百三十四話
幾度目の挑戦かもわからないぐらいカグラとの衝突でついにカグラに傷をつけるのに成功した。
「ほう。我に浅いとはいえよく傷をつけたの」
眷獣である風の龍の力も全快ではないとはいえようやく体に馴染んできた。
今の感覚を忘れぬように風をまといながらカグラに斬りかかる。
カグラの刃は風に阻まれカグラが反応できぬ速度で剣を振るう。
薄っすらとだがカグラに傷を与えることにまたしても成功する。
「眷獣を解き放つまではいかんくても大分うまく使えるようになったやん」
カグラは構えを解くと座り込み横をポンポン叩いて隣に座るようにいってくる。
恐る恐る隣に座ると無言で杯を突き出してくるのでそれを受け取りお酌を受ける。
「実をいうと眷獣を従えるのに手っ取り早いほうほうがあるんよ」
「そんな方法があるんですか」
「強者の血を取り込めばええんよ」
「強者の血をですか」
「そう。私の血を取り込めばええ。

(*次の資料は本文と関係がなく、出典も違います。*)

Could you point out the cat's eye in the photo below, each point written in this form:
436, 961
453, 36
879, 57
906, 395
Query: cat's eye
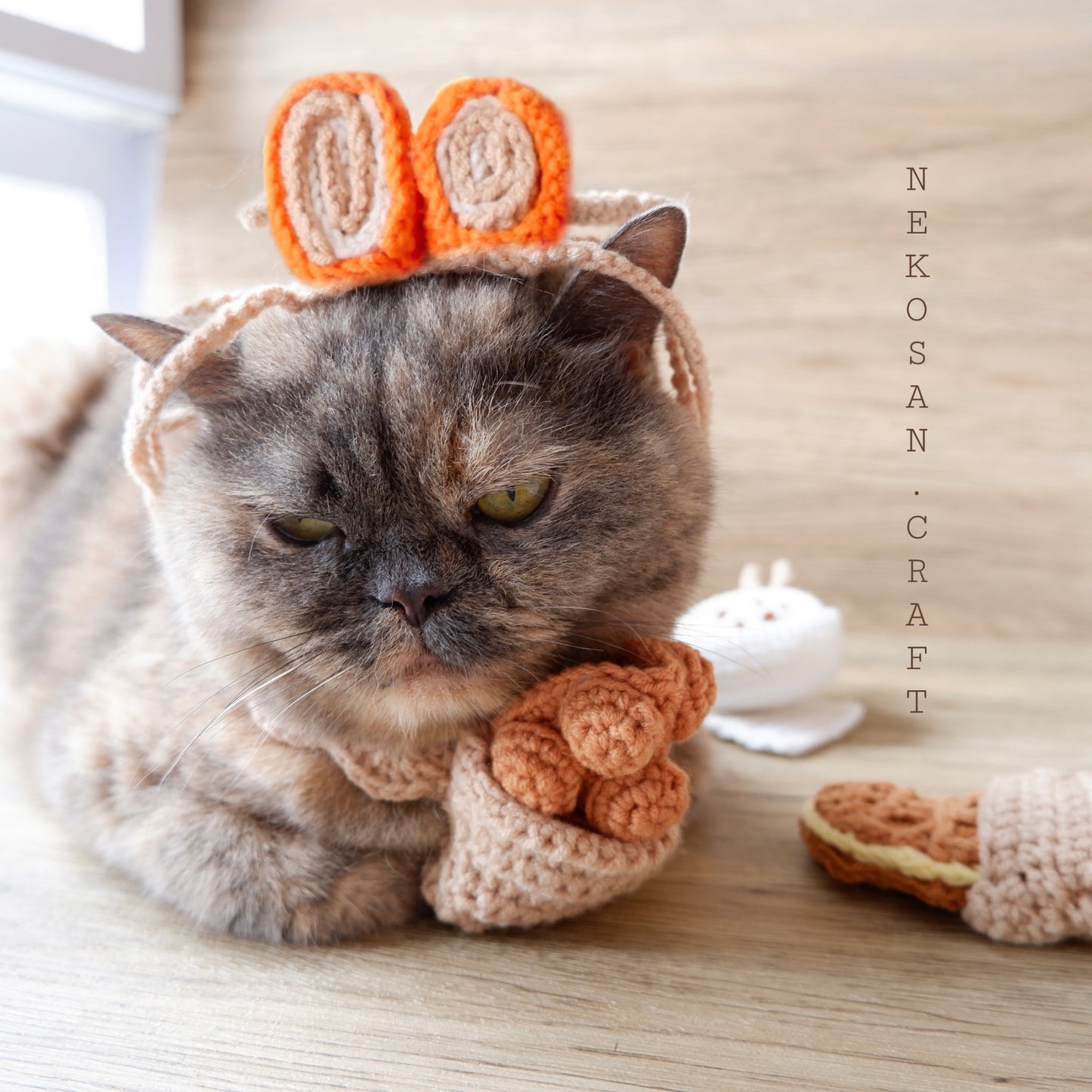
304, 530
515, 503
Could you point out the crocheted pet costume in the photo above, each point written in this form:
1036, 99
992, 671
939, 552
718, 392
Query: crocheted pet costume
1015, 858
577, 800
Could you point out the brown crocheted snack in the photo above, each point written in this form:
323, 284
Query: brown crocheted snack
591, 744
877, 834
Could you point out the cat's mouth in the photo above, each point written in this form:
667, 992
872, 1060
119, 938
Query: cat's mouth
416, 667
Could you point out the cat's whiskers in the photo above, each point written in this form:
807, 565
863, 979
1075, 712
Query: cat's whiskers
220, 716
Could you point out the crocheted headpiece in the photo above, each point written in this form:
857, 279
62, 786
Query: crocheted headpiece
355, 196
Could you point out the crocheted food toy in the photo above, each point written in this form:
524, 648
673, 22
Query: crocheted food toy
592, 741
773, 647
1015, 858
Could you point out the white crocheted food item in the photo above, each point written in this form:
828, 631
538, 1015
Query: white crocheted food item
769, 645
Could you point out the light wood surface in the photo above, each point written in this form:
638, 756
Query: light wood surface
790, 128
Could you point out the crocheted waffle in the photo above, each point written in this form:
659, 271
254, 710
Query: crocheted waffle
877, 834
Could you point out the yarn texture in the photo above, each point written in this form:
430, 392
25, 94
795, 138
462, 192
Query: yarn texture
592, 741
354, 196
340, 191
520, 851
1035, 831
505, 864
1015, 858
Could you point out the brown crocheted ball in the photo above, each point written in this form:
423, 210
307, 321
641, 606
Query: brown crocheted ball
611, 726
642, 805
534, 765
598, 736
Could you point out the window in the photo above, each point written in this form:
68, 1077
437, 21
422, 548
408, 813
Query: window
85, 92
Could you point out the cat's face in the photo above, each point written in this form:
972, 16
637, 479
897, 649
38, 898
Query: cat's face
391, 422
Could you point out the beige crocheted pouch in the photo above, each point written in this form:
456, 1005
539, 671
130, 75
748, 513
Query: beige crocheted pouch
1035, 836
506, 865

ただし強すぎる力を急に手にして力に溺れるようなのもおるから今までの戦闘でウィリアムはんがどっちなのか見極めさせてもろうた」
「それで私は合格ですか」
「絶望的な力の差にもめげずに挑んできてついには私に一太刀あびせたんや。十分合格やで」
これからカグラの血を吸うのだと思うと意識してしまいドキドキしてくる。
それを誤魔化すように杯に注がれた酒をクイっと飲み込む。
「ウィリアムはん。私もウィリアムはんの血を吸わせてもらうよって。真祖同士の血の交換は力を得る為であると同時に同盟の締結を意味するんや」
「未熟でどこまで役に立てるかわかりませんがよろしくお願いします」
「ほな。覚悟はいいかや」
カグラは首を晒して血を啜るように促してくる。
カグラは美女といっていいほどのいい女だ。
色香に惑わされそうになるが精神力を集中して抑え込む。
カグラの首に牙を突き立てると同時にカグラも首に牙を突き立ててくる。
互いに血を啜りえも知れない快感が全身を巡る。
お互いに十分な量を啜った後牙を離してしばらく見つめ合う。
「これでわらわとそなたは深い関係で結ばれたよって」
カグラは誤魔化すように離れ酒瓶から杯に酒を注ぐとそのまま飲み込む。
「これで眷獣全てとはいわへんが顕現させられるようになったんとちゃうかな」
言われてみれば全身から力が湧き上がってくるのに気が付く。
大古から存在するカグラの血を得たことによって自分の強さのステージが何段階も上がったような気がする。